Toute décision ayant un impact significatif sur un salarié (ex. : changement de poste, changement des horaires de travail…) doit impérativement être supervisée et validée par un humain.
2. Sur quelles données l’algorithme peut-il se baser pour obtenir des réponses pertinentes et conformes au regard des réglementations applicables ?
Autrement dit, les données fournies à l’IA sont-elles pertinentes ? Minimales ? Non discriminatoires ? Respectent-elles le RGPD ? Sinon, ces données sont à retirer de la base de données accessible à l’IA.
3. Comment identifier rapidement un biais ou une anomalie algorithmique ?
Il est conseillé de réaliser des audits réguliers et d’appliquer des indicateurs d’alerte.

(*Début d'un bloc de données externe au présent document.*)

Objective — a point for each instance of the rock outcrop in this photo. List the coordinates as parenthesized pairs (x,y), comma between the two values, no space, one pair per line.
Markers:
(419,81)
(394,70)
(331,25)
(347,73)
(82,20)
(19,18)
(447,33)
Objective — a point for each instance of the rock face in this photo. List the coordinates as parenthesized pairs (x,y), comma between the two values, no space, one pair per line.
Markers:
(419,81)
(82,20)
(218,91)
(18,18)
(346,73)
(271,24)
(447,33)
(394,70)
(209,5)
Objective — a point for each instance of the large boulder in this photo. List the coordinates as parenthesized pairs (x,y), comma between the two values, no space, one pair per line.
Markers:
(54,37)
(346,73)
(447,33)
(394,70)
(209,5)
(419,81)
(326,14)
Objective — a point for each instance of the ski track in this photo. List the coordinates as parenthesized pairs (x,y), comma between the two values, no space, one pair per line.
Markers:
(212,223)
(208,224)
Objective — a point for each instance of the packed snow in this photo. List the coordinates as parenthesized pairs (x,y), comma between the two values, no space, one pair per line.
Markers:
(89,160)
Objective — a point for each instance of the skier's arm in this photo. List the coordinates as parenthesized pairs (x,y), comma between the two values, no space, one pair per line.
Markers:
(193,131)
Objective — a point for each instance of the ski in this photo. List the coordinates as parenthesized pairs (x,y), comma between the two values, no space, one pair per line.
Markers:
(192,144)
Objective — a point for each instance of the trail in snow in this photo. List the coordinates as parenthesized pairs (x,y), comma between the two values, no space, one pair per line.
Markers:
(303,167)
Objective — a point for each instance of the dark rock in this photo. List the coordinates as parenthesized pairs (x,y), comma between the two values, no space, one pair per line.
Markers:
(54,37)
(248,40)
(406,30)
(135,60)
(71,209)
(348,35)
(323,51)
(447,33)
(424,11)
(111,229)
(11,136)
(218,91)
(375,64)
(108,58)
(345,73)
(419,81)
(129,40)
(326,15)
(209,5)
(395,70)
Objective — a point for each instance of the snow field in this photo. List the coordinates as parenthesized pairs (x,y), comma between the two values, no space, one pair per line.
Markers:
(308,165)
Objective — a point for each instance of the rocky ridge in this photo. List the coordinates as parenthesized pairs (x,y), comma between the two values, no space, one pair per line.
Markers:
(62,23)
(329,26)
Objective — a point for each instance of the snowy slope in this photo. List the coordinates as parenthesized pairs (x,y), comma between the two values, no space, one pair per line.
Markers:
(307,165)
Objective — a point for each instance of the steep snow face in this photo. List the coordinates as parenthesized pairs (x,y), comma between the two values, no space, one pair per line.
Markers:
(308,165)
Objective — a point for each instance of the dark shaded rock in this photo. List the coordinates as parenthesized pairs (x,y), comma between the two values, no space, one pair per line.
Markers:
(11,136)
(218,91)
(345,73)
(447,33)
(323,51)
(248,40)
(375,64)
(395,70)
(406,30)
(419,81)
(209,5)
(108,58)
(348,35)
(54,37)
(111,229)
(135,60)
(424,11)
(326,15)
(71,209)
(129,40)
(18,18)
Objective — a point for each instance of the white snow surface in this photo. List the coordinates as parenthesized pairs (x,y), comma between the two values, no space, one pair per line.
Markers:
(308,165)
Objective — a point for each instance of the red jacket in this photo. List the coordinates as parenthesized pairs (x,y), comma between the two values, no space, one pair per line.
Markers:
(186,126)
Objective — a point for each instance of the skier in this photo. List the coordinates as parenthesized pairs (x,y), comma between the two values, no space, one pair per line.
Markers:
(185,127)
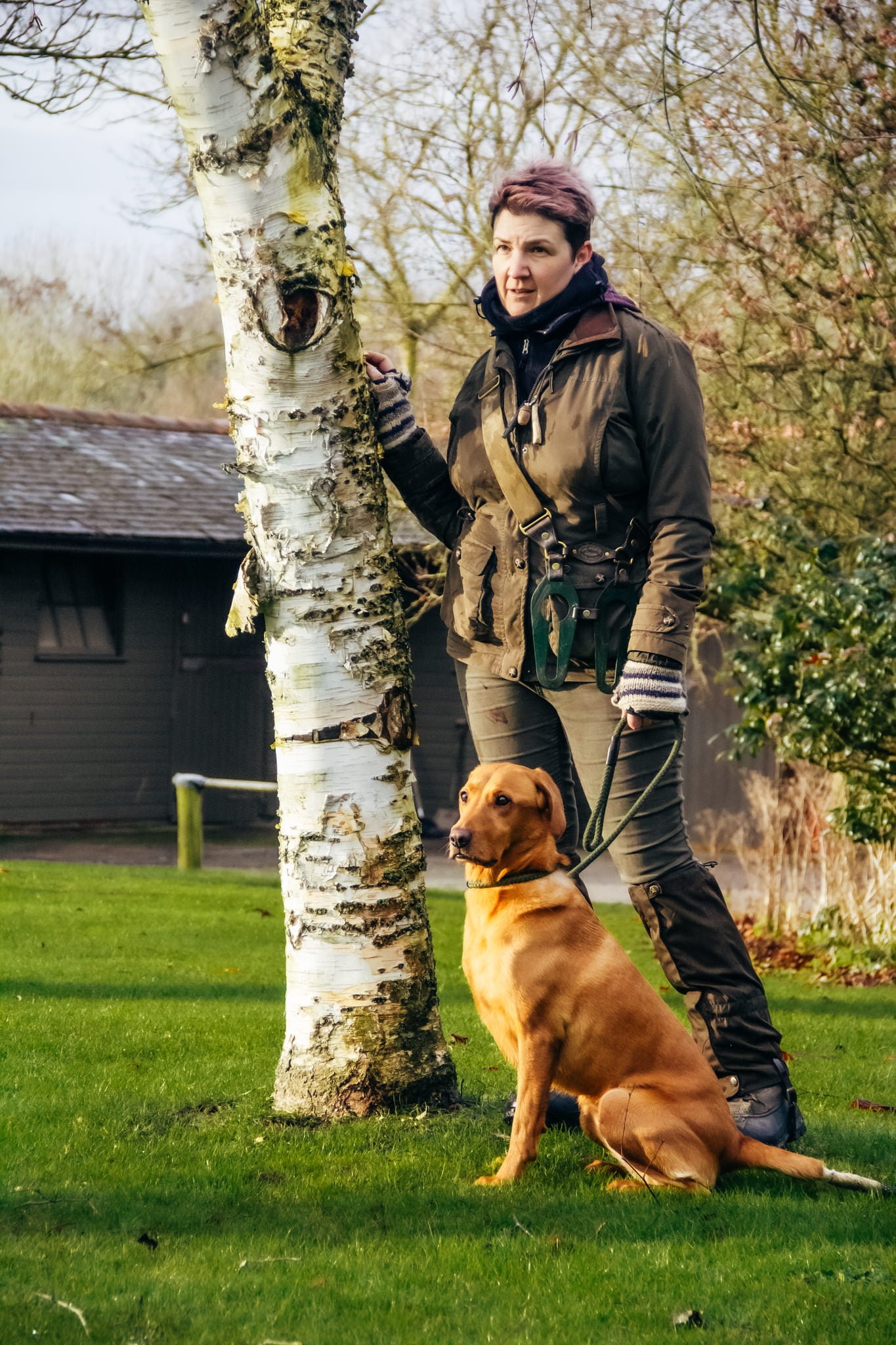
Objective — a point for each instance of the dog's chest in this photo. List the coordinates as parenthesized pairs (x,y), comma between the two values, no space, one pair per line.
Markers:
(486,966)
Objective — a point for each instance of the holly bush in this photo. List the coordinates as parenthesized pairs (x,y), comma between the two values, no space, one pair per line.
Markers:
(815,663)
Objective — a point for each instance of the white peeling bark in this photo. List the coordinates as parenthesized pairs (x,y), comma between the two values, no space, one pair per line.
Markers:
(258,89)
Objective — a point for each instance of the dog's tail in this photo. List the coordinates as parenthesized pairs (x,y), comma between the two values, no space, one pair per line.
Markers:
(753,1153)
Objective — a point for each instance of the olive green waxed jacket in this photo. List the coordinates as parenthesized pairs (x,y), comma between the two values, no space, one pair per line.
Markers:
(618,430)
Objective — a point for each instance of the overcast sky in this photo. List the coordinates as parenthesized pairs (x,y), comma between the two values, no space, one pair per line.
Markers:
(69,181)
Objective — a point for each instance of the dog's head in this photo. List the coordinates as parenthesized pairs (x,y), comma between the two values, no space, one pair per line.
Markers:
(511,818)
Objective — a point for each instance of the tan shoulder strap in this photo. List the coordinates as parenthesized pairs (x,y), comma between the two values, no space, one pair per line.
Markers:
(515,485)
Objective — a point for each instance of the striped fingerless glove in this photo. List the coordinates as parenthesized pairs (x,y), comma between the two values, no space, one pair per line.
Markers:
(654,693)
(395,424)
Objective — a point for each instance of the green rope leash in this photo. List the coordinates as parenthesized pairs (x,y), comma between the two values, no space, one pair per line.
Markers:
(594,839)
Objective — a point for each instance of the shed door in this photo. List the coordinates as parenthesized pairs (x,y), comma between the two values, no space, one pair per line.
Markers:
(222,717)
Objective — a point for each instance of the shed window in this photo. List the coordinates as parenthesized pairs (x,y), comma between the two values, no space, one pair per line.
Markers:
(79,609)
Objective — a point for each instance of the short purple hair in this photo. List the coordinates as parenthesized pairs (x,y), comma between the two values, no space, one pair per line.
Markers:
(547,188)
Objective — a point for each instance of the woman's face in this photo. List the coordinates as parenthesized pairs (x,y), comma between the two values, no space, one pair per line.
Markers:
(532,260)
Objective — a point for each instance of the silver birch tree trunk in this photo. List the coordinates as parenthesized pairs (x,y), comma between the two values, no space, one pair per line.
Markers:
(258,89)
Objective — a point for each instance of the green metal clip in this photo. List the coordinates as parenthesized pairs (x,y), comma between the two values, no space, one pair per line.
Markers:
(614,595)
(553,586)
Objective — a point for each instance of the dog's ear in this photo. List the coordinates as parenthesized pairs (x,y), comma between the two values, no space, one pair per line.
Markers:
(551,802)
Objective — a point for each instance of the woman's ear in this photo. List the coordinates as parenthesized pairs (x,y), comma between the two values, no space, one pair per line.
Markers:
(551,802)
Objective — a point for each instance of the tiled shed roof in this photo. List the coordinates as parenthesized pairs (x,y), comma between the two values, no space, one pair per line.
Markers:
(86,475)
(121,481)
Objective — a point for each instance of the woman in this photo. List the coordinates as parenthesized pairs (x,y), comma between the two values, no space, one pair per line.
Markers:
(602,412)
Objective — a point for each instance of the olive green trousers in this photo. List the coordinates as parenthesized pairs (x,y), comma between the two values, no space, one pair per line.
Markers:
(679,902)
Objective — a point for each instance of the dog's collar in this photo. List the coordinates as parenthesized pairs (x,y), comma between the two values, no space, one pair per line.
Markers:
(530,876)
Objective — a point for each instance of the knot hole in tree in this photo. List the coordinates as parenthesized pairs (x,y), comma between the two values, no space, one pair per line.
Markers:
(293,317)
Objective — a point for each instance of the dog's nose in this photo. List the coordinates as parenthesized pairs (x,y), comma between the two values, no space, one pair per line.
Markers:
(459,838)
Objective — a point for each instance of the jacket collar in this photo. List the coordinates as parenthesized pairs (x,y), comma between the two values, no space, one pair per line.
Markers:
(595,324)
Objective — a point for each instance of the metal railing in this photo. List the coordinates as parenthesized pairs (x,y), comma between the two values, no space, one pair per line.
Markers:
(188,790)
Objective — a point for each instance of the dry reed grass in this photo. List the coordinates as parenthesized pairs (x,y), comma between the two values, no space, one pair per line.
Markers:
(802,873)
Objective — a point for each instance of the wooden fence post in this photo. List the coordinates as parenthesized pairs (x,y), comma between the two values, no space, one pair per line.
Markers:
(188,790)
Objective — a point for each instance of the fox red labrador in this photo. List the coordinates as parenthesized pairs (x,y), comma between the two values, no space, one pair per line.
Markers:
(571,1012)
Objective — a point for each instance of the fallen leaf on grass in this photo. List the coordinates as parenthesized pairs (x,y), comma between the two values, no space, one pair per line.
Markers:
(874,1275)
(694,1317)
(864,1105)
(264,1261)
(70,1308)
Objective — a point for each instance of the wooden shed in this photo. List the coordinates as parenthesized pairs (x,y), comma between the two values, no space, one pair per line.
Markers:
(119,549)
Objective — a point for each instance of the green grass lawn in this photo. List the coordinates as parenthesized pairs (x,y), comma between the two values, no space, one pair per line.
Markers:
(144,1020)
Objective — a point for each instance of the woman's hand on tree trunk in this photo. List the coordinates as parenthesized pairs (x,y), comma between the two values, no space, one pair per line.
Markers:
(377,365)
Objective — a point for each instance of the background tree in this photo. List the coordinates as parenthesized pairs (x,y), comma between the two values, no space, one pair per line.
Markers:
(58,54)
(258,92)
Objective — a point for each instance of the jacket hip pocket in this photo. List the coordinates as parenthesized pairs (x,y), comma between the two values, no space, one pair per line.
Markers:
(472,604)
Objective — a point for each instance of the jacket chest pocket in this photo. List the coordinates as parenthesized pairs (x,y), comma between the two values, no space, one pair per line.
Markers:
(590,583)
(472,603)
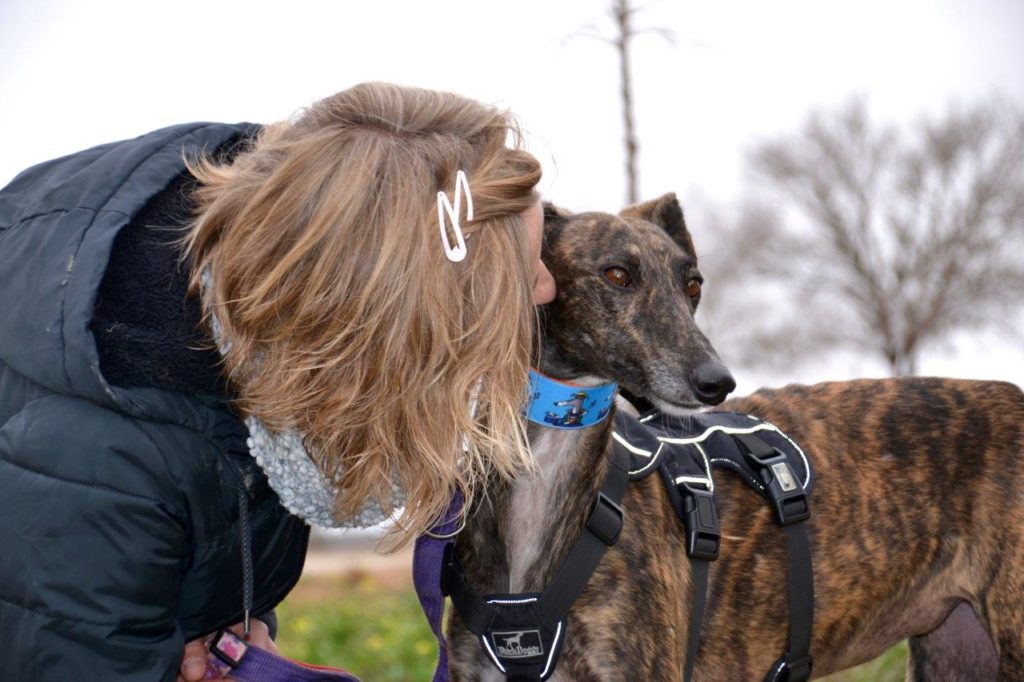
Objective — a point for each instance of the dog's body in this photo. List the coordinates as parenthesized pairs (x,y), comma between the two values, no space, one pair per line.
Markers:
(918,512)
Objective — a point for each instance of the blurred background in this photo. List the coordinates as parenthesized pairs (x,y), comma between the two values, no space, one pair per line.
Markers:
(852,172)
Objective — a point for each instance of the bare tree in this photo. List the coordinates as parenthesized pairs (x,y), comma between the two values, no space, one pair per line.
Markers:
(623,13)
(885,241)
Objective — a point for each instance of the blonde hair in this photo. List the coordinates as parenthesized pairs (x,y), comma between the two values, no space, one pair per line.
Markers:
(341,314)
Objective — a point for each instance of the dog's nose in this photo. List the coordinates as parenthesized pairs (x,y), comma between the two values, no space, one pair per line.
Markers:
(712,382)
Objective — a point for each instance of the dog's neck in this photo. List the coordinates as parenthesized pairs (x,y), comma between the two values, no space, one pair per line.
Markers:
(543,513)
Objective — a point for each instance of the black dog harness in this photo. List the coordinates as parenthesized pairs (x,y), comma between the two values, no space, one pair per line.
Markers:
(522,634)
(683,451)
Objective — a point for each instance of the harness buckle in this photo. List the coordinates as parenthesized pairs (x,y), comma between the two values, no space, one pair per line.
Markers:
(793,670)
(704,534)
(605,519)
(786,495)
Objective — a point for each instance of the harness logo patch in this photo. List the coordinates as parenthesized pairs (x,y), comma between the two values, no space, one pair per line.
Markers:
(518,643)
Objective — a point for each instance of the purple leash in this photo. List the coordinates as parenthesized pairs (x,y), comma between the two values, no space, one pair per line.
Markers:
(231,657)
(427,559)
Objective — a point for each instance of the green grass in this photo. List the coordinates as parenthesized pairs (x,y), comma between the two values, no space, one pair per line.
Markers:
(377,632)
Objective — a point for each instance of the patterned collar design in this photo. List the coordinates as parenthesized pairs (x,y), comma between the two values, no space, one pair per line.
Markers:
(562,406)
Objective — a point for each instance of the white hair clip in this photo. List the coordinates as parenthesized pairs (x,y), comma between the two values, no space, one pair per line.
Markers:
(458,252)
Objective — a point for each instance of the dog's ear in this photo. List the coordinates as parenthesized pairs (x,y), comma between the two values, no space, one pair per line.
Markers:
(554,215)
(667,214)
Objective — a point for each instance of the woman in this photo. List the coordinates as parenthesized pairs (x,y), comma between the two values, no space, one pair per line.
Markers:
(317,339)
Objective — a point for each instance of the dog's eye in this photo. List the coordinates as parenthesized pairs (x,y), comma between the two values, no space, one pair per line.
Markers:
(617,276)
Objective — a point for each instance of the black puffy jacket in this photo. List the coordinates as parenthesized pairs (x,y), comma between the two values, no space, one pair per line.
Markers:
(121,464)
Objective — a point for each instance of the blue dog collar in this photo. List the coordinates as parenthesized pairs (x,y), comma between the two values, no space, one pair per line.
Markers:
(555,403)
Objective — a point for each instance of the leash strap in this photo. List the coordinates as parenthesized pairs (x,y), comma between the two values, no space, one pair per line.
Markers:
(229,656)
(428,563)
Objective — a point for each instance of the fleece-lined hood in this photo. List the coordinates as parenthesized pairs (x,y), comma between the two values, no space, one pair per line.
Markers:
(57,223)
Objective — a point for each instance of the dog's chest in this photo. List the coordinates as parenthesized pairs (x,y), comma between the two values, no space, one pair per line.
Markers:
(529,515)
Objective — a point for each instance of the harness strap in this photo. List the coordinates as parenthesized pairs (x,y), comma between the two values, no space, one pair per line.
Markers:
(522,633)
(601,530)
(795,666)
(791,507)
(698,570)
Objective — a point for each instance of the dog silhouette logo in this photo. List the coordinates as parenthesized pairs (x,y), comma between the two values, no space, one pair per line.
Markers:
(518,643)
(571,417)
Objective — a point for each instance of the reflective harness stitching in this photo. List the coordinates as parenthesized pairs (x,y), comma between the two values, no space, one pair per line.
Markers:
(767,460)
(522,634)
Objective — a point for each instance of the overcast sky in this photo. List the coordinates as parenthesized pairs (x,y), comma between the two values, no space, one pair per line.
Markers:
(77,73)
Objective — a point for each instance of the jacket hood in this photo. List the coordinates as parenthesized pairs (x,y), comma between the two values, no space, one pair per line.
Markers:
(58,221)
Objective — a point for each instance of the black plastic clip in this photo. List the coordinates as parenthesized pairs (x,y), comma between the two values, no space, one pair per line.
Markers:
(786,495)
(704,534)
(605,519)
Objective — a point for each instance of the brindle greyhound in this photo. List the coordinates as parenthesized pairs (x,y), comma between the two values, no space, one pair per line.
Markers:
(918,523)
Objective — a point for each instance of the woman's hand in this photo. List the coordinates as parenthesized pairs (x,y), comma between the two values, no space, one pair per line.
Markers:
(194,662)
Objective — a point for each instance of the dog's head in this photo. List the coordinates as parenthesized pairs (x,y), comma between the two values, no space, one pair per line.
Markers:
(628,288)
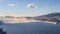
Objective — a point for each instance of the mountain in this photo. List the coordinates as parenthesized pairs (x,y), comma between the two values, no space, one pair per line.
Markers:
(53,17)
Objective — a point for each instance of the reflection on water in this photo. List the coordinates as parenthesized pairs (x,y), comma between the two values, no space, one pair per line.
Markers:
(32,28)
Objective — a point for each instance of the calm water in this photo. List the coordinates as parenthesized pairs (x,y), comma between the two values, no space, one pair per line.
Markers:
(32,28)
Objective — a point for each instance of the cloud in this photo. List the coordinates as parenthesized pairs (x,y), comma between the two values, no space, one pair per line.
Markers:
(31,5)
(11,5)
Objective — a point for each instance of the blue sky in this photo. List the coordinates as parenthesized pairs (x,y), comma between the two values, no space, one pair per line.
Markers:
(23,7)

4. Les salariés peuvent-ils comprendre, contester et obtenir une révision d’une décision générée par l’IA ?
Oui, c’est un droit à respecter obligatoirement au sein des entreprises.
5. Qui dans l’entreprise est responsable en cas d’erreur ?
L’utilisateur d’une IA est seul responsable. C’est à lui d’arbitrer la réponse générée par une IA.